Aktualisiert am 10.07.2009
Das Schweizer Volk sagte mit einer Mehrheit von 5500 Stimmen Ja zum biometrischen Pass. Experten haben diese historisch knappe Entscheidung nun analysiert.
Reisefreiheit im Ausland, Ängste um den Datenschutz: Dieser Konflikt hat zum nur hauchdünnen Ja zur Einführung biometrischer Pässe mit Foto und Fingerabdrücken geführt. Dies zeigt die am Freitag veröffentlichte Vox-Analyse.

Das Institut für Politikwissenschaft der Universität Genf und das Berner Forschungsinstitut gfs haben das Abstimmungsverhalten der Stimmberechtigten am 17. Mai untersucht. Bei der Einführung des neuen Schweizer Passes hatte sich eine «unheilige Allianz» zwischen SVP, SP und den Grünen ergeben.

Offene oder geschlossene Schweiz

Das Schweizer Volk nahm die Vorlage nur mit einer Mehrheit von 5500 Stimmen an. Laut der Vox-Analyse war vor allem das Vertrauen in die Regierung und die Identifizierung mit einer Partei für das Votum ausschlaggebend. Jene, die für eine verschlossene Schweiz eintreten, die ihre Tradition schützt, stimmten Nein - im Gegensatz zu jenen, die sich zu einer modernen offenen Schweiz bekennen.
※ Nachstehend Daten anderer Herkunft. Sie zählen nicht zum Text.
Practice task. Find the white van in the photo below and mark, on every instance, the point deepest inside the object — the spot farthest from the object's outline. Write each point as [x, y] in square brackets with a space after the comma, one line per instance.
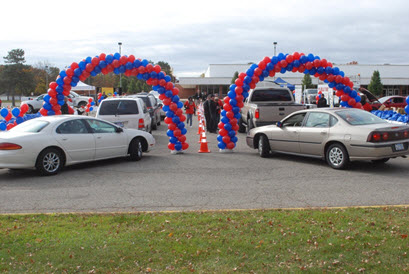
[125, 112]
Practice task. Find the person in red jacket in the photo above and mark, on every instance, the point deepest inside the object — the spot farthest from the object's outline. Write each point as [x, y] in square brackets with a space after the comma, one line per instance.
[190, 109]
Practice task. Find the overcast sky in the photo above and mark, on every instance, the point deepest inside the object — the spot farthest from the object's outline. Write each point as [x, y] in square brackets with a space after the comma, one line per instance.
[190, 35]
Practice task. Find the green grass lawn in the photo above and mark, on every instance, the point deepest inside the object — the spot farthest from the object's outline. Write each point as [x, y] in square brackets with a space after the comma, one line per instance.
[346, 240]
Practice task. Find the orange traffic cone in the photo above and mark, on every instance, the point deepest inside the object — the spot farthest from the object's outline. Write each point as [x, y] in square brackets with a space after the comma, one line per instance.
[203, 146]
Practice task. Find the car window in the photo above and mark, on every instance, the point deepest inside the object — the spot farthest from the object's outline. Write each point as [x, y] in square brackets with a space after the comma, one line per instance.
[264, 95]
[72, 127]
[333, 121]
[101, 127]
[359, 117]
[294, 121]
[317, 119]
[34, 125]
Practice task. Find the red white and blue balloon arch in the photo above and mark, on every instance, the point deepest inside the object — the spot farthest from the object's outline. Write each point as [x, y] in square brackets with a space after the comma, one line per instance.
[154, 76]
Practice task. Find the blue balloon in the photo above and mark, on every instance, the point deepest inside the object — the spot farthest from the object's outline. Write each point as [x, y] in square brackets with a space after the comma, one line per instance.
[4, 112]
[221, 145]
[16, 111]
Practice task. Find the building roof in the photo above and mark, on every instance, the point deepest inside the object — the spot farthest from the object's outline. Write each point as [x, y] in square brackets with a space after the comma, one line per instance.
[221, 74]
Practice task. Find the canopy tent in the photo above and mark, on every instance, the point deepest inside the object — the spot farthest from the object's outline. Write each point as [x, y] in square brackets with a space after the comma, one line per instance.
[81, 86]
[283, 83]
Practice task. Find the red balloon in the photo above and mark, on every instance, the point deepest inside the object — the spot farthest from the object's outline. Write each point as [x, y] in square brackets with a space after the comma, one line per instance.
[238, 82]
[230, 145]
[53, 85]
[171, 146]
[95, 61]
[69, 72]
[230, 114]
[157, 68]
[123, 60]
[345, 98]
[223, 132]
[227, 107]
[226, 139]
[89, 67]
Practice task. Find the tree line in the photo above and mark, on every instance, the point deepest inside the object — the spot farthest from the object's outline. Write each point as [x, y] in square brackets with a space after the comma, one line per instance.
[18, 78]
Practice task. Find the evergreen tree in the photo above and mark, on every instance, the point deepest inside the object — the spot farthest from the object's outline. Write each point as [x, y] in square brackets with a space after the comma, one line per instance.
[375, 86]
[307, 82]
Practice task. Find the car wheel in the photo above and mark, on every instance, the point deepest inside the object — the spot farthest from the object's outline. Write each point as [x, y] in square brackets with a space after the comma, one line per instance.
[135, 150]
[380, 161]
[263, 146]
[242, 128]
[30, 109]
[249, 125]
[337, 156]
[49, 162]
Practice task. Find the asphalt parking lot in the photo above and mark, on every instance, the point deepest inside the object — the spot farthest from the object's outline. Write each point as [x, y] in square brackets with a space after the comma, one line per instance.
[204, 181]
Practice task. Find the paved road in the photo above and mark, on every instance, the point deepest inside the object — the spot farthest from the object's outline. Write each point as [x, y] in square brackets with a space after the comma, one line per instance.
[193, 181]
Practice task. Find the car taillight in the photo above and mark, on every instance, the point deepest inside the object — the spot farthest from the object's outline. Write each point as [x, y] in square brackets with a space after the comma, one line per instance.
[9, 146]
[141, 124]
[385, 136]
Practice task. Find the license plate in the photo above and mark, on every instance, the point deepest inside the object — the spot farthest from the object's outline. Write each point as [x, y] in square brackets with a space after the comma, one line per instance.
[399, 147]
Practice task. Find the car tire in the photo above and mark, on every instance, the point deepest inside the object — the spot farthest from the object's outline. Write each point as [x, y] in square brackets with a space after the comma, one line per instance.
[337, 156]
[263, 146]
[30, 109]
[242, 128]
[49, 162]
[380, 161]
[249, 125]
[135, 150]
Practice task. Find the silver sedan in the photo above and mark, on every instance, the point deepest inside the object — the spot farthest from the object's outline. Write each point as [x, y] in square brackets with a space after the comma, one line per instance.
[337, 135]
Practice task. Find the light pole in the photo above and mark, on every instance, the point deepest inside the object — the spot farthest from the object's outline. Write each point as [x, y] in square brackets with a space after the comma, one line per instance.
[120, 75]
[46, 77]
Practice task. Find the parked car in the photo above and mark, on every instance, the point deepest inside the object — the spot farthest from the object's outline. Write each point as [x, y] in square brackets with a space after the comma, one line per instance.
[52, 142]
[153, 107]
[338, 135]
[76, 100]
[125, 112]
[267, 104]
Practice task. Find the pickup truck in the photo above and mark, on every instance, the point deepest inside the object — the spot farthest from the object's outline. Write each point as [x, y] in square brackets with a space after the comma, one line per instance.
[267, 105]
[35, 104]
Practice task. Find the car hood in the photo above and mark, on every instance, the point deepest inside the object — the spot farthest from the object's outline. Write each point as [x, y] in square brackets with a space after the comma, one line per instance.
[371, 97]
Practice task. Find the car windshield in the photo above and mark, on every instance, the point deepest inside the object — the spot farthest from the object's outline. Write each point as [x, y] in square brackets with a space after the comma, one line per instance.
[358, 117]
[30, 126]
[265, 95]
[118, 107]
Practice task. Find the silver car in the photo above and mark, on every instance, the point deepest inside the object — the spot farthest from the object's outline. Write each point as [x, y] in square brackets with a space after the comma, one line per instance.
[338, 135]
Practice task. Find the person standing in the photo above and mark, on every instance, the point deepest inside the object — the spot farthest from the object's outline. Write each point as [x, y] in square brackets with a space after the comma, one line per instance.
[190, 109]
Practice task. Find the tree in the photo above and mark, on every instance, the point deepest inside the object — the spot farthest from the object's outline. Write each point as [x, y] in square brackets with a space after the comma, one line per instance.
[375, 86]
[16, 76]
[307, 82]
[235, 76]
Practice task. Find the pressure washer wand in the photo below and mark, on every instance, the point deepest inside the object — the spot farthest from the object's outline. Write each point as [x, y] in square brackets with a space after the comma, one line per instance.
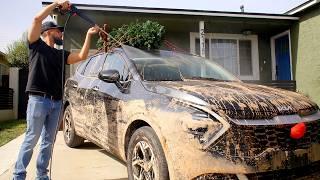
[76, 12]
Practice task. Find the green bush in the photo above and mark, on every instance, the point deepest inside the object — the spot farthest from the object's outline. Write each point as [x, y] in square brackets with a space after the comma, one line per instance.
[17, 53]
[147, 35]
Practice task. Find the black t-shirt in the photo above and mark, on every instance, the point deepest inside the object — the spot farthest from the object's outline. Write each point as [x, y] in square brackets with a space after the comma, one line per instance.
[45, 69]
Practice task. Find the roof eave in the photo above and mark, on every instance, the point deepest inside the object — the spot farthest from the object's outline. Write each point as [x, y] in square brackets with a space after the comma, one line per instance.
[181, 12]
[302, 7]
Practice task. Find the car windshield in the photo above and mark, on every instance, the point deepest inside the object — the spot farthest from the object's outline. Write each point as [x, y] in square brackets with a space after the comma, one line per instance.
[163, 65]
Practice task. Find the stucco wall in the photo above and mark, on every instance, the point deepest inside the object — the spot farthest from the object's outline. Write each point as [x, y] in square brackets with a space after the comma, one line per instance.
[305, 37]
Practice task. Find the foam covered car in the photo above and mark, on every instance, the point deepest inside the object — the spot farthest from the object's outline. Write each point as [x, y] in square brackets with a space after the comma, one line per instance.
[171, 115]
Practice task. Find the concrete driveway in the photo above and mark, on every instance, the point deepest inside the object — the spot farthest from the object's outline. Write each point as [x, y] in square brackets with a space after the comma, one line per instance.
[85, 162]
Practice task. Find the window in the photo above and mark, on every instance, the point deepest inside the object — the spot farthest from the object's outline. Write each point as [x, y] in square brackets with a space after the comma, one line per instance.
[116, 62]
[94, 66]
[236, 53]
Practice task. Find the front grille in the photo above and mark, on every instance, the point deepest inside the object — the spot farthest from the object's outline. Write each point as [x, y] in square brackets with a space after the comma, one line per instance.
[242, 143]
[311, 172]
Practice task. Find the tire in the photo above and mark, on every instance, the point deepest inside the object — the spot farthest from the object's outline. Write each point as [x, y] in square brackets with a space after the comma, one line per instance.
[70, 137]
[139, 163]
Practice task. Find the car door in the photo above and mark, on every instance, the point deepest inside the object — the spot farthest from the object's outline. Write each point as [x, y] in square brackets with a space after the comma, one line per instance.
[107, 110]
[80, 105]
[75, 97]
[88, 94]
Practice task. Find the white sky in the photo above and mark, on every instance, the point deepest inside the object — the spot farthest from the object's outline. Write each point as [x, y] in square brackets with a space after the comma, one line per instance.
[16, 15]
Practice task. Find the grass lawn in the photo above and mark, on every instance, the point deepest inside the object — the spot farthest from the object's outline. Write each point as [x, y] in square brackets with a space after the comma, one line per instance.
[11, 129]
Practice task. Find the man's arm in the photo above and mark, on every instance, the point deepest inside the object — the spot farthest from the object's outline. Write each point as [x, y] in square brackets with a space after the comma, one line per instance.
[35, 29]
[83, 54]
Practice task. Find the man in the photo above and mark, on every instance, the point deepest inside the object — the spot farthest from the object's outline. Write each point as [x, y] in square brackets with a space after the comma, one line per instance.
[45, 88]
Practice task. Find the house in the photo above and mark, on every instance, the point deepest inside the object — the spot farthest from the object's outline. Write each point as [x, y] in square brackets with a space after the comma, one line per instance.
[6, 93]
[305, 47]
[256, 47]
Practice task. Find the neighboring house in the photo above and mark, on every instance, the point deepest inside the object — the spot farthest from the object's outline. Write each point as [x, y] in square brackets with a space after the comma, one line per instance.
[4, 71]
[305, 38]
[254, 46]
[6, 94]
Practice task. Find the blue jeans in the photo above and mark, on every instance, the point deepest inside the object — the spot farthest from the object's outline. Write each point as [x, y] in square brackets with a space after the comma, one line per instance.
[42, 120]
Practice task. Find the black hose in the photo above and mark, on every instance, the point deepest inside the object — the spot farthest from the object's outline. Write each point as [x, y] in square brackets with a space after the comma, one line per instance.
[62, 87]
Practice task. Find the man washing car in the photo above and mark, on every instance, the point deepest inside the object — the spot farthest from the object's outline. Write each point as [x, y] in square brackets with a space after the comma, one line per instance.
[44, 88]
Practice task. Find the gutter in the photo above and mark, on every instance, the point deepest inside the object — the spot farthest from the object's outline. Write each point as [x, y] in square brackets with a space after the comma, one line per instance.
[131, 9]
[302, 7]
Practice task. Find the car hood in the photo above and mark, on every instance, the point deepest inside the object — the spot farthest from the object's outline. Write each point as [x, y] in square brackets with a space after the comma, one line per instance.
[236, 99]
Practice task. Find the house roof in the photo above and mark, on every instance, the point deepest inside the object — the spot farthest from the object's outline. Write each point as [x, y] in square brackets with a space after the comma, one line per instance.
[302, 7]
[180, 11]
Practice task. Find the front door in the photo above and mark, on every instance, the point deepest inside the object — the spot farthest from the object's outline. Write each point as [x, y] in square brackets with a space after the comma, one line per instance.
[282, 58]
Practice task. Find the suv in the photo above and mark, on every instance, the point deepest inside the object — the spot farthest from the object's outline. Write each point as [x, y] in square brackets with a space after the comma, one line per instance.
[176, 116]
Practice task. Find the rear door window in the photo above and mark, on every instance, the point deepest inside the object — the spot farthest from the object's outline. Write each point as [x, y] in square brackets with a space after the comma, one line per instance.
[116, 62]
[94, 65]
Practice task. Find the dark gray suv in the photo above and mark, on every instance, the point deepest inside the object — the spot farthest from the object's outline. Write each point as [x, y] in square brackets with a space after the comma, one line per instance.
[176, 116]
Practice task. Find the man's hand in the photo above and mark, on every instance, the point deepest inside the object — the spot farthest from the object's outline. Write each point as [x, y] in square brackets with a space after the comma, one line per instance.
[93, 30]
[83, 54]
[63, 4]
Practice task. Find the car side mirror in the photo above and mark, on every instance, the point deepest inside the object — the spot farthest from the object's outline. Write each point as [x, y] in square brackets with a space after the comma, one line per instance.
[110, 76]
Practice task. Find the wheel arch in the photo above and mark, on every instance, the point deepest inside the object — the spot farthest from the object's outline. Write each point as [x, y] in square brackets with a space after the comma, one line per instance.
[130, 130]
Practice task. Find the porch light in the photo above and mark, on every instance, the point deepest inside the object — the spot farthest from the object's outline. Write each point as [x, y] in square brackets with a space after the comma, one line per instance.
[298, 131]
[246, 32]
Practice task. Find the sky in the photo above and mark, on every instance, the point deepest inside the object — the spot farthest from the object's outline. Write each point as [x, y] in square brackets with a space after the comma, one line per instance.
[16, 15]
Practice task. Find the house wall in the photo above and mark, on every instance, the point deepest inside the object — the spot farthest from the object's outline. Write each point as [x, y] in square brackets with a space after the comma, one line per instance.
[305, 38]
[178, 30]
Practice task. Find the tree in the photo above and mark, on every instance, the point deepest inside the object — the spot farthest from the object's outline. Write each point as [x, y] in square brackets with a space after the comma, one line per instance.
[17, 52]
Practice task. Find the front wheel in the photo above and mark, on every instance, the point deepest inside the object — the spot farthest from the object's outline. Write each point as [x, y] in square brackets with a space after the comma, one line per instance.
[145, 156]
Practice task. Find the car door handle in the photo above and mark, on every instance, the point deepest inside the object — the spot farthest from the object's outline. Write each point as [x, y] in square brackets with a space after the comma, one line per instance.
[96, 88]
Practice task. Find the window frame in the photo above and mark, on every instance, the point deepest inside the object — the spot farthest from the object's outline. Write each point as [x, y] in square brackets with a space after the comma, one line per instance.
[254, 50]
Die Untersuchung der Stimmmotive ergab, dass die Ja-Stimmenden die Vorteile der Vorlage in der Reisefreiheit im Ausland und beim Schutz vor Missbräuchen des Schweizer Passes sahen. Bei den Nein- Stimmenden überwogen Befürchtungen, der Datenschutz werde ausgehöhlt.

SVP überstimmt

Problemlos - mit 67 Prozent Ja-Stimmen und von allen Kantonen - wurde der Verfassungsartikel «Zukunft mit Komplementärmedizin» angenommen. Dieser verankert den Zugang von alternativen Heilmethoden neben der klassischen Schulmedizin in der Verfassung.

Bei dem Verfassungsartikel handelte es sich um einen Gegenentwurf, den das Parlament zu der Volksinitiative «Ja zur Komplementärmedizin» ausgearbeitet hatte. Mit Ausnahme der SVP traten alle Parteien für die Vorlage ein.

Bei der Linken am grössten

Die Analyse des Abstimmungeverhaltens ergab, dass die Identifizierung mit einer Partei und die Positionierung auf der Links-Rechts-Achse ausschlaggebend waren. Bei der Linken war die Zustimmung zur Berücksichtigung der Alternativmedizin am grössten.

Die Ja-Stimmenden begründeten in der Vox-Analyse ihren Entscheid mit der Wirksamkeit der Komplementärmedizin. Ins Gewicht fiel für die Befragten auch das Argument, dass Alternativmedizin kostengünstiger sei. Die Gegnerschaft bezweifelte die wissenschaftlichen Fundierung der Heilmethoden.